Is it possible that Hollywood is cannibalizing the comic book industry? Are movies like Sin City and Batman Begins ruining it for readers? With strong ties to the comic book work of Frank Miller, both films have and are turning filmgoers on to graphic novels like The Dark Knight Returns, Batman: Year One, and the Sin City series (which served as a veritable storyboard for Robert Rodriguez' adaptation). But some fans of the films are finding that the books come up short in comparison, lacking the roller coaster expediency and adrenaline-fueled hyper-intensity of the movies. While comic book fans are digging the nigh-literal translation of their favorite stories to the screen, cinemaphiles are less impressed if and when they track down the originals. The blame lies not with the comics creators; obviously, there was 'gold in them thar hills' to inspire such great movies in the first place. Rather, the problem is with us, the audience.
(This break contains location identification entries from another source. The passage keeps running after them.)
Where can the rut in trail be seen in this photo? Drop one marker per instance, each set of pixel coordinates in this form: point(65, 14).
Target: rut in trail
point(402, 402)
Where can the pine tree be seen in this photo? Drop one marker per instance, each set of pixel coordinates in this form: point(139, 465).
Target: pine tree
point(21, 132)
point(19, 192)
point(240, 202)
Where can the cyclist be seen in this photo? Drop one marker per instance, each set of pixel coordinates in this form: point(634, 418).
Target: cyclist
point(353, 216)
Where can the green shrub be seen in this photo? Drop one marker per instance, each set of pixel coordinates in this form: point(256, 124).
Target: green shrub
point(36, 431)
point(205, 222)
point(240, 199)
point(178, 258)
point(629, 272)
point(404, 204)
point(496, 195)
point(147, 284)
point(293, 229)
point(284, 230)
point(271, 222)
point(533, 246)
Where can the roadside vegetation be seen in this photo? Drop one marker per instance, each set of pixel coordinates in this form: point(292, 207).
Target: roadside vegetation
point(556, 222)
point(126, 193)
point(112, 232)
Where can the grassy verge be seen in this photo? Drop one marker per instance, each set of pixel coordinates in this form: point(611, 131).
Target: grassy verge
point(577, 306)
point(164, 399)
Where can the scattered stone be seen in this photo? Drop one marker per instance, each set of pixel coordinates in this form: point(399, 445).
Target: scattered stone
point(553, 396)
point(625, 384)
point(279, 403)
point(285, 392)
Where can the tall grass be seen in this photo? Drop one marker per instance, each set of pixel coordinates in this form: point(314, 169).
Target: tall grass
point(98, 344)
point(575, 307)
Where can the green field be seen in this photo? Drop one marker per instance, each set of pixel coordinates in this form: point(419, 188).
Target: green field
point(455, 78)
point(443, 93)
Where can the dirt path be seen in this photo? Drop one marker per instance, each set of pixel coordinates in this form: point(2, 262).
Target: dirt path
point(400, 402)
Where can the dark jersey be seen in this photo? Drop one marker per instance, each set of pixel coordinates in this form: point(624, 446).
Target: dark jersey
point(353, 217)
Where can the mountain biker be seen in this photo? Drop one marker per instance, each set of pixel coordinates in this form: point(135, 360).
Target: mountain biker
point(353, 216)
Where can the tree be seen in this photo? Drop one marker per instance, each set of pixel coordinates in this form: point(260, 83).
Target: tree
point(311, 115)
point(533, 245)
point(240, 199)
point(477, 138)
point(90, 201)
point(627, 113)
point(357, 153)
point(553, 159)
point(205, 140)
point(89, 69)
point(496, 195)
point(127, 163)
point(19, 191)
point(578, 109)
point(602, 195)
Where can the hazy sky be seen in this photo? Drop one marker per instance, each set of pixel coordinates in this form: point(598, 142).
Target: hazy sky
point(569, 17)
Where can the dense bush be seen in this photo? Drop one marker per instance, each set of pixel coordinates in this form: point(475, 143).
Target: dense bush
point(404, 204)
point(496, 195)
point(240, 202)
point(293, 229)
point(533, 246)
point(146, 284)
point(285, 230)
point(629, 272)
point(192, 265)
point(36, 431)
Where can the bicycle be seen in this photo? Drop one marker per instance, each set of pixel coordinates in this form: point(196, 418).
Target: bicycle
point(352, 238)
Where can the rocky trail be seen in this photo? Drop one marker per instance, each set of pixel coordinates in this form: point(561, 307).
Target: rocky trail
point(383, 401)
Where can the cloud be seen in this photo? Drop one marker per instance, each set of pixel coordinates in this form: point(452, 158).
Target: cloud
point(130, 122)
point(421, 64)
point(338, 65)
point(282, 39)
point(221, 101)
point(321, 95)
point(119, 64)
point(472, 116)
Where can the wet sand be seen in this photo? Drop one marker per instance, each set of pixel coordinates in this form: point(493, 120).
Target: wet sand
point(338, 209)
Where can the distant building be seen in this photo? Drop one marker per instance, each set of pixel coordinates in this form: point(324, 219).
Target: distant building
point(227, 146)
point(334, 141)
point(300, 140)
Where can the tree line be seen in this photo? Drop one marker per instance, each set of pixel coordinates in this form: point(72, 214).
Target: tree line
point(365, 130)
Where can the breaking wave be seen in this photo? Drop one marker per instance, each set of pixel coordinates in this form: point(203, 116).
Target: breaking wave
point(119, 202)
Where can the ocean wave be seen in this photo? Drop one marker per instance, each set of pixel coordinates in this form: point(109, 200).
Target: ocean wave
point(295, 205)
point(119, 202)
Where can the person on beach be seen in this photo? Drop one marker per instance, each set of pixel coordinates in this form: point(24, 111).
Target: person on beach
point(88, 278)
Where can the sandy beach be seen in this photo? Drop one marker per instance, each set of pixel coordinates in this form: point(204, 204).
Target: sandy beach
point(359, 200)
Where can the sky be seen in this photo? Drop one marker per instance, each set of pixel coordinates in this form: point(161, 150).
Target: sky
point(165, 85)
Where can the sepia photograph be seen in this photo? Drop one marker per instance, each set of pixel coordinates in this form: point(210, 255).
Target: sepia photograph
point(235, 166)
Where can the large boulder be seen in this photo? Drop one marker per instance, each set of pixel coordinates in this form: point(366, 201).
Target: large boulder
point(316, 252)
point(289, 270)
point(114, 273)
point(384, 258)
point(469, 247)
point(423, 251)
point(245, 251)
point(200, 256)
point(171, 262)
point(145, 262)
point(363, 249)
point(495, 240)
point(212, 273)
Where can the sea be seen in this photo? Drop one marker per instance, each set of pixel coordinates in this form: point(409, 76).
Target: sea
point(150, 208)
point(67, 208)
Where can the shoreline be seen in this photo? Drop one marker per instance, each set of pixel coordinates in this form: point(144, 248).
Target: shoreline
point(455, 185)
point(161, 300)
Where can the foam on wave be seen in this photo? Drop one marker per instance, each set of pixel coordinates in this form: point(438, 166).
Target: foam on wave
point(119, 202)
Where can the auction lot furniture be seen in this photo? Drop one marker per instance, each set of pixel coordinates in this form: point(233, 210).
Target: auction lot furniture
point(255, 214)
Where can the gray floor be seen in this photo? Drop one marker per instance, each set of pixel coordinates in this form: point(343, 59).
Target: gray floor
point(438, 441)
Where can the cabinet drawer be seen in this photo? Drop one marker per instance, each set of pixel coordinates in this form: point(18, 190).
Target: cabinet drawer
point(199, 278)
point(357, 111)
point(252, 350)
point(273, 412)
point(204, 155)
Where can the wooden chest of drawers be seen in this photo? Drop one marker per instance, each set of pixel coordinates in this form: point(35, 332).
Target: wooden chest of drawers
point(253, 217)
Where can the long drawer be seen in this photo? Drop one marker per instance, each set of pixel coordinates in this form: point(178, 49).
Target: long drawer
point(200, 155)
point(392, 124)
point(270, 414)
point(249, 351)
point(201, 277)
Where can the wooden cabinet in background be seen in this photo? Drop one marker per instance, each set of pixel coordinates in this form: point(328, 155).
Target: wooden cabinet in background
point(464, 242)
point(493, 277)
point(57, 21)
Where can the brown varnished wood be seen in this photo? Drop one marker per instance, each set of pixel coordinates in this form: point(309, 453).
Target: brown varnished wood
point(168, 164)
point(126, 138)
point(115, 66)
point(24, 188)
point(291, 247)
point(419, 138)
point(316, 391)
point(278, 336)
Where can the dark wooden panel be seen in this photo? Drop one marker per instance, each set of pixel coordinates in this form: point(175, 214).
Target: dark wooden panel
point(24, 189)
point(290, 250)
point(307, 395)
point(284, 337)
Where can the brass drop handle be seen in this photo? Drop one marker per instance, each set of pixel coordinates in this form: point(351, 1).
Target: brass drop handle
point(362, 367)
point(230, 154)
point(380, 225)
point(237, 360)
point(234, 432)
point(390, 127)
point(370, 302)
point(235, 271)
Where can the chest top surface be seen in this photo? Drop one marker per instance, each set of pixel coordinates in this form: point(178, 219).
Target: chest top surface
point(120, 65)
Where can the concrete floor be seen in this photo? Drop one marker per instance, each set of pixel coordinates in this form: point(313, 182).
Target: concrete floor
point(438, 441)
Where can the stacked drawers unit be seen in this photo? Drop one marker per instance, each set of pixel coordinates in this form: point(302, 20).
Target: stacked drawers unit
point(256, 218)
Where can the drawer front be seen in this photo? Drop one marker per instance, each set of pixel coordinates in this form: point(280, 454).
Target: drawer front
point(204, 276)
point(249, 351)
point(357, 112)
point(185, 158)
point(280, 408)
Over the course of the past few decades, viewers have been conditioned to expect a more visceral, intuitive, sensory-rich film-going experience. Sound and visual special effects, music, editing, lighting, and camera angles, have been evolving, all the while training audiences to react more to overt stimuli than to subtleties of plot, character development, and dialogue. We could blame George Lucas, who certainly has contributed greatly to this experiential shift (as anyone who has seen even a single Star Wars movie could attest). However, it would be unfair to single out one director. As movies strive for more extreme stunts, more explosive effects, more 'bang for your buck,' the stuff of classic cinema (almost all of which arguably started with an idea at their core, not just a bigger spectacle) has largely evaporated, save for a handful of films served up for Oscar and the Hollywood elite.
Ironically, while comic book movies (and TV series like Smallville) have been competing with the very comic books which sired or inspired them, the comics industry has been 'fighting back' by bringing in Hollywood heavyweights like J. Michael Straczynski, Jeph Loeb, Geoff Johns, Reginald Hudlin, Joss Whedon, and Mark Verheidan (who has gone full circle from comics to film to comics again), among others. Bringing their cinematic sensibilities to sequential art storytelling, these writers are infusing comics with the very thing that used to make movies great -- characterization-rich stories with complex plots and high drama. Books like Amazing Spider-Man, JSA, Flash, Black Panther, Superman/Batman, Astonishing X-Men, and Green Lantern, are scoring big with comic book regulars. Even the sporadic releases of Clerks creator Kevin Smith still outsell most comics by more traditional, comics-trained writers.